76.Bölüm: YIKIM VE KIYIM

Start from the beginning
                                    

Sessiz kaldım.

"Aşkın! Bebeğim bak bu böyle olmaz..."

"Ne bekliyorsun Ateş? Ne yapmamı bekliyorsun? Çelik hep haklıydı, bu şekilde yaşamak benim doğama aykırı."

"O mu soktu bunu aklına? O piç Rusya'da bile senin aklını mı karıştırıyor?" Hemen öfkelenip eli telefona giderken Çelik'i arayacağını biliyordum. Telefonunu elinden çekip koltuğun üzerine bıraktım.

"Olay bu değil, anlamıyorsun. Korkuyorum Ateş! V görevini bitirmeden beni bitirir diye korkuyorum. Bu zamana kadar yaptığım her şey bir hiç olur diye korkuyorum!"

"Yaptıkların hiç uğruna değildi ki Aşkın! Sen neden kendini ve yaptıklarını küçümsemeye bu kadar yer arıyorsun ben anlamıyorum! Daha ne yapacaksın? Daha ne yapabilirsin ki?
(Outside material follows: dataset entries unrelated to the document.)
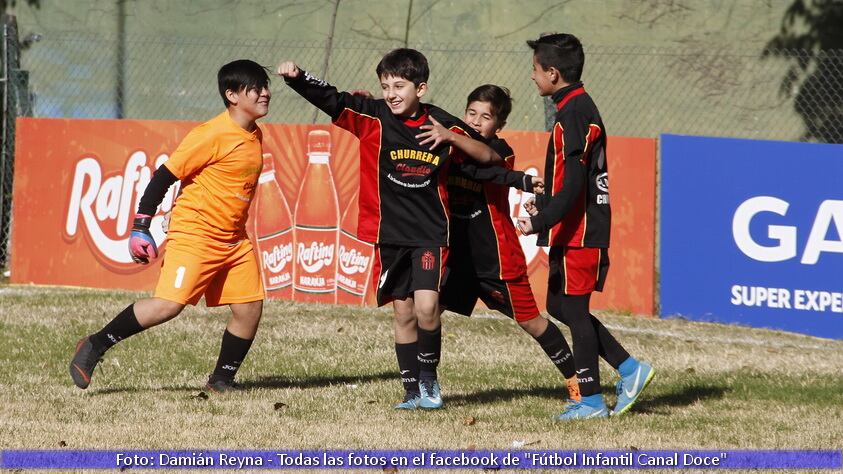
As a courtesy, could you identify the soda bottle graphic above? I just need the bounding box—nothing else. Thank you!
[254,153,293,299]
[337,192,375,306]
[293,130,339,303]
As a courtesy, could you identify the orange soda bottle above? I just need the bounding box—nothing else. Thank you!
[254,153,293,299]
[337,191,375,306]
[293,130,339,303]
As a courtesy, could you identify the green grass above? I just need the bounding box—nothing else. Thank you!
[0,286,843,458]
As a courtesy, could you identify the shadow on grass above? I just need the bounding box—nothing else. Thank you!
[634,383,732,413]
[445,383,731,413]
[240,372,398,389]
[88,372,398,396]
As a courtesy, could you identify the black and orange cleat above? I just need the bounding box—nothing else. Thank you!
[70,336,105,389]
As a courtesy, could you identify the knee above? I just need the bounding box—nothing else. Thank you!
[395,309,417,329]
[231,301,263,321]
[155,298,184,319]
[413,301,439,326]
[518,315,548,337]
Sen bir insanın verebileceği tüm savaşı verdin zaten, biraz yaşamak senin de hakkın değil mi?"

"Değil, görevimi bitirmeden değil." Sözlerimle oflayarak nefesini verdi.

"Sanırım benden, buradan sıkıldın," dediğinde ona aksini düşündürtecek bir harekette bulunmadım. "Sakinlikten mi sıkıldın? Doğumdan sonra çatışabileceğin bir oyun alanı yaparım, çok gerçekçi olur,"

"Ateş, saçmalama güzelim."

Ensesini ovuştururken düşünüyordu. "Ne yapayım peki? Sen söyle bana." Gözlerime çaresizce baktı. "Seni kaybetmemek için ne yapayım ateş parçası?"

"Bitirmeme izin ver." Sözlerimle hemen kaşları çatıldı.

"Sanki izin beklediğin mi var Aşkın? Ayrıca neyi bitireceksin? Bitirince için rahatlayacak mı? Aşkın sana bir şey olursa ben yaşayabilir miyim? Çocuğumuz için bile yaşayamam! Çocuğumuzu hem öksüz hem yetim bırakmak istiyorsan devam et çünkü ben sensiz bir hayatta yaşayabilecek kadar güçlü değilim."

"Amacım kendimi öldürtmek değil Ateş, yarım bıraktığım işi bitirmek."

"Yarı bıraktığın işi bitirdiğinde ne olacak sanıyorsun? Tam da bu olacak! Yoruldum Aşkın, seni kaybetme düşüncesiyle savaşmaktan çok yoruldum."

"Doğru yoruldun, dışarıda bir sürü kadın varken sen salak gibi bana âşık oldun." Yutkundu, daha fazla dayanamayarak ayağa kalktı.

"Hâlâ söylediklerimi atlatamadığını biliyordum."

"Çünkü haklıydın Ateş." Omuz silktim, ben de ayağa kalkarak karşısına dikildim. "Olabileceğin en yanlış kadına âşık oldun. Ablam bile zorundalıktan sevmişti beni, kardeşiyim diye." Kafasını şiddetle iki yana salladı. "Ben olmasaydım her şey için herkes çok daha güzel olurdu, senin için de. Seni gerçekten hak eden bir kadın bulurdun ve..."

"Aşkın," Yüzümü avuçları arasına aldı. "Saçmalama güzelim. Lütfen, bu acıyı bana tekrar tekrar yaşatıp utancımı yüzüme vurma."

"Neyden utanıyorsun? Benim gibi bir kadını sevmekten mi?" Onu sinirle göğsünden ittirdiğimde kolları iki yanına düştü. Yorgunca gözlerini kırpıştırdı.

"Hayır, hayatımdaki diğer yarımı bu kadar incittiğim için utanıyorum." Dolan gözlerini tavana dikti kendini tutmaya çalışarak. "Tek istediğim seninle ve çocuklarımla huzurlu bir hayat yaşamak. Sana yemin ederim bir kez bile sana aşık olduğum için isyan etmedim."

"Tamam, hamile olan benim. Bu kadar duygusal olma," dedim haline dayanamayarak.

Onu omzumdan tutup kendime çektiğimde bana sıkıca sarıldı. Başımı göğsüne yasladı ve saçlarımı okşadı yine o güzel parmaklarıyla.